Wenn ich die Charaktere alle einzeln und so ausführlich beschreiben würde, wie sie es verdienen, säßen wir morgen noch hier, aber so viel: sie sind alle sehr komplex beschrieben, wobei sich auch solche, die auf den ersten Blick NUR böse oder NUR gut erscheinen, als wesentlich vielschichtiger entpuppen. Viele davon sind mir sehr ans Herz gewachsen - und bei denen, die ich gehasst habe, habe ich es geliebt, sie zu hassen. (Bis auf Cerce, die habe ich einfach nur gehasst, denn sie ist wirklich, wirklich gruselig... Aber das soll sie wohl auch sein!)

Natürlich gibt es die Klassiker der Fantasy, wie Elfen und Zwerge, aber das Buch hat auch eine Vielzahl anderer Wesen zu bieten. Mein persönlicher Liebling war die kleine Feuerfee, die man wirklich, wirklich nicht ärgern sollte. Zuckersüß in einem Moment, flammendes Inferno im nächsten.
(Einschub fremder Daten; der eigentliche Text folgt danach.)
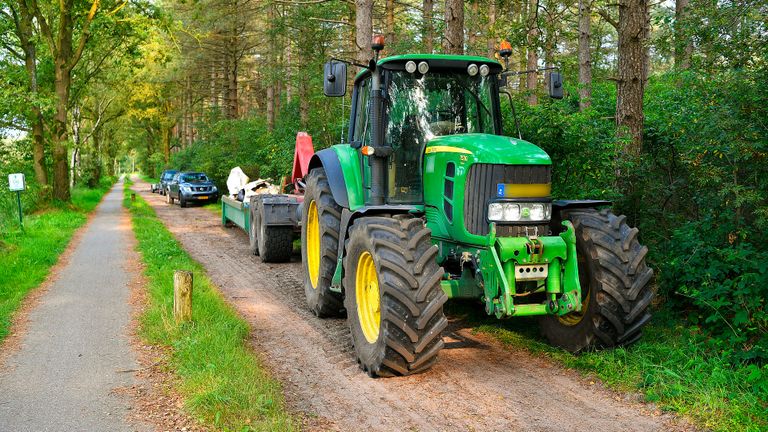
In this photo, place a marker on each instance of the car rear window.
(194, 177)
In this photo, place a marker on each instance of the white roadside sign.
(16, 182)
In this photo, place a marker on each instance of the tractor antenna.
(505, 50)
(377, 45)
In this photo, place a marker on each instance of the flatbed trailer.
(272, 221)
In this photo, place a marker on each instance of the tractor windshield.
(440, 103)
(421, 107)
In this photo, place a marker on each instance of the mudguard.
(328, 160)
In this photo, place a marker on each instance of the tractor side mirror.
(555, 85)
(335, 79)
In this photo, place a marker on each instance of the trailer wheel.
(275, 242)
(321, 218)
(393, 296)
(614, 282)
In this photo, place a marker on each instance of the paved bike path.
(76, 347)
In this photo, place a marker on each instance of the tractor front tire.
(321, 219)
(615, 285)
(393, 296)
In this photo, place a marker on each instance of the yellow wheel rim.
(367, 296)
(574, 318)
(313, 244)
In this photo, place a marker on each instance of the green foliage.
(224, 384)
(673, 365)
(27, 256)
(699, 192)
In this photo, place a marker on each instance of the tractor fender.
(328, 160)
(560, 205)
(348, 217)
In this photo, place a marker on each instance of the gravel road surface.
(76, 350)
(476, 385)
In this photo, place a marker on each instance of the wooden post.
(182, 295)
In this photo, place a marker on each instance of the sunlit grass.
(222, 381)
(673, 366)
(26, 256)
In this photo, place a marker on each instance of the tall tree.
(453, 43)
(24, 29)
(491, 42)
(428, 27)
(66, 54)
(631, 72)
(585, 54)
(363, 30)
(683, 42)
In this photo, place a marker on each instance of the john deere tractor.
(429, 201)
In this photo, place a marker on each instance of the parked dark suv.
(189, 187)
(165, 179)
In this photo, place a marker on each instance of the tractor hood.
(486, 148)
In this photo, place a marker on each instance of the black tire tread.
(621, 276)
(412, 299)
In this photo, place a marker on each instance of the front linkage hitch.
(549, 261)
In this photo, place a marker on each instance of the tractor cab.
(428, 200)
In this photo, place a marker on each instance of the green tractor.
(429, 201)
Auch, wenn ich manchmal das Gefühl hatte, gleich raucht mir der Kopf, fand ich das Buch doch immer spannend, und es gibt jede Menge Action! Die Kampfszenen fand ich sehr gut geschrieben. Auch blutig und sogar richtig eklig wird es ab und an, da war ich manchmal ganz froh, dass ich das Ganze nicht als Film sehe... Aber ich fand es nicht zu übertrieben, und wem es zu eklig wird, kann diese Szenen notfalls auch ganz gut überfliegen.
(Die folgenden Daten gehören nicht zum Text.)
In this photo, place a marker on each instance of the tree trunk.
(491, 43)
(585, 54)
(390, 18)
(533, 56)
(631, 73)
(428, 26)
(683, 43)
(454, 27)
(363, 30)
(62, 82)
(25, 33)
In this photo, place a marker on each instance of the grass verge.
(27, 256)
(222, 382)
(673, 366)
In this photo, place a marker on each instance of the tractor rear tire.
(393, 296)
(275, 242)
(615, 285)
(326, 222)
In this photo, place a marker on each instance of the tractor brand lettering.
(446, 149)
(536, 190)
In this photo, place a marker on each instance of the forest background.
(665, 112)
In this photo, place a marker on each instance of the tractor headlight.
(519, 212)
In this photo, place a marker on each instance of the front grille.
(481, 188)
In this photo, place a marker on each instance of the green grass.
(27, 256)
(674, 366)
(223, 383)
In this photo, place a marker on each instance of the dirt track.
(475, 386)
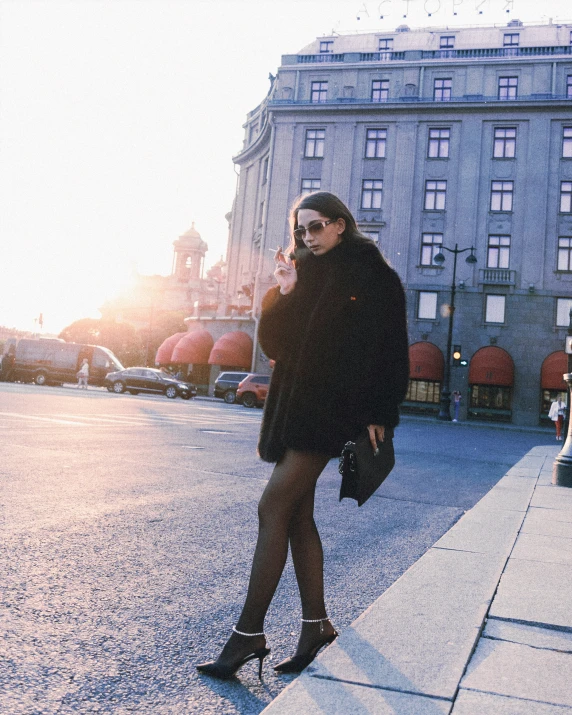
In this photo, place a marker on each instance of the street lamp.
(445, 408)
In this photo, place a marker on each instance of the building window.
(566, 197)
(309, 185)
(498, 253)
(385, 48)
(315, 143)
(494, 308)
(375, 143)
(427, 305)
(501, 195)
(567, 143)
(439, 143)
(435, 192)
(504, 146)
(430, 246)
(379, 90)
(424, 391)
(563, 307)
(371, 194)
(565, 253)
(319, 92)
(508, 87)
(442, 90)
(511, 42)
(374, 235)
(252, 132)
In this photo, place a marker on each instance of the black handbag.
(362, 470)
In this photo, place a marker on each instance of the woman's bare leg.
(293, 478)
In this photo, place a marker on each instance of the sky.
(119, 120)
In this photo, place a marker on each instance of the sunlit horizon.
(120, 120)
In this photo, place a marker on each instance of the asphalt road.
(128, 528)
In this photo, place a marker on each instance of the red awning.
(491, 366)
(554, 366)
(426, 362)
(193, 348)
(165, 350)
(232, 349)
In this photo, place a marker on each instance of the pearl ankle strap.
(240, 633)
(316, 620)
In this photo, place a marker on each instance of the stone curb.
(419, 648)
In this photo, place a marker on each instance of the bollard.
(562, 468)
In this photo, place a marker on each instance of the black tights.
(286, 515)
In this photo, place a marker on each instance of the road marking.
(43, 419)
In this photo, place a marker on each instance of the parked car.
(145, 379)
(252, 391)
(52, 361)
(226, 385)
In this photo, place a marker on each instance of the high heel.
(224, 672)
(297, 663)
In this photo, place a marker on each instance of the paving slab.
(552, 497)
(472, 703)
(547, 522)
(418, 636)
(534, 592)
(549, 549)
(315, 696)
(483, 531)
(509, 494)
(528, 635)
(520, 671)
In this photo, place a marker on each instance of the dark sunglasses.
(314, 229)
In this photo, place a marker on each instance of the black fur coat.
(339, 340)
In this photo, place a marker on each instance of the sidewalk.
(480, 625)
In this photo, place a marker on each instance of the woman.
(335, 325)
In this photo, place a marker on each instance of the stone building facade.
(435, 139)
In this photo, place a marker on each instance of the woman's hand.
(376, 434)
(285, 272)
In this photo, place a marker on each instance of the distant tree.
(131, 346)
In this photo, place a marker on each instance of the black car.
(145, 379)
(226, 384)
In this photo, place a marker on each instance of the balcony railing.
(408, 99)
(497, 276)
(416, 55)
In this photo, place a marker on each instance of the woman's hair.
(330, 206)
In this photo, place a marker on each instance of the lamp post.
(445, 408)
(562, 467)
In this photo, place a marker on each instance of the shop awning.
(165, 351)
(491, 366)
(426, 362)
(232, 350)
(193, 348)
(554, 366)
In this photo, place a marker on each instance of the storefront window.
(424, 391)
(490, 397)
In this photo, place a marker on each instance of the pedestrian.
(556, 414)
(336, 327)
(456, 405)
(83, 374)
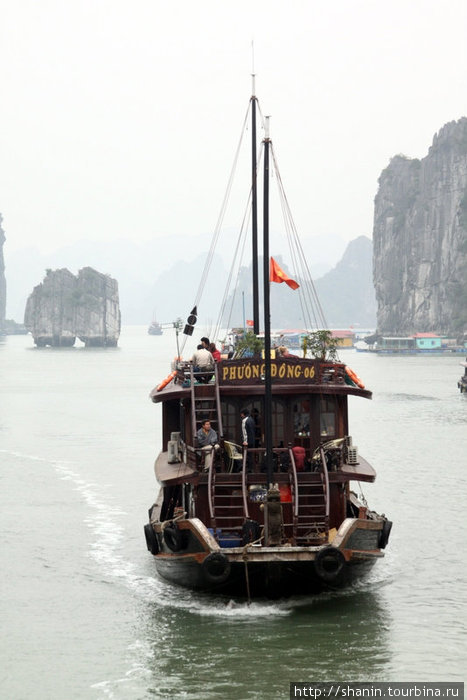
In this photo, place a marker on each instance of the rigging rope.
(219, 220)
Der Schreibstil ist sehr ausdrucksstark, mit lebendigen Bildern voller Atmosphäre. Viele Szenen sind dramatisch und intensiv, was aber immer wieder von einem großartigen Rollenspieler-Humor durchbrochen wird, der mich oft zum Schmunzeln oder sogar zum Lachen gebracht hat.

Es gibt mehr als eine augenzwinkernde Hommage an Rollen- oder Computerspiele - so manifestiert sich die Magie einer Rüstung zum Beispiel so:

Was für mich leider ein großes Manko war: das Buch strotzt ganz extrem vor Kommafehlern, und es gibt auch den ein oder anderen Tempusfehler, Wortwiederholungen und Sätze mit merkwürdiger Wortstellung. Mich reißt sowas immer aus dem Lesefluss, und hätte mir das Buch inhaltlich nicht so gut gefallen, hätte ich es wahrscheinlich sogar abgebrochen.

Aber auch inhaltlich hätten in meinen Augen manche Dinge noch etwas überarbeitet oder gestrafft werden können. So wird Zenza'ide eigentlich als überragende Kämpferin beschrieben, lässt sich aber von einem unbewaffneten Menschen fast widerstandslos zusammenschlagen, um wenig später (immer noch schwerverletzt!) eine ganze Gruppe Bewaffneter mit einem kleinen Ausweichmanöver und einem Schubs so einzuschüchtern, dass sie das Feld räumen.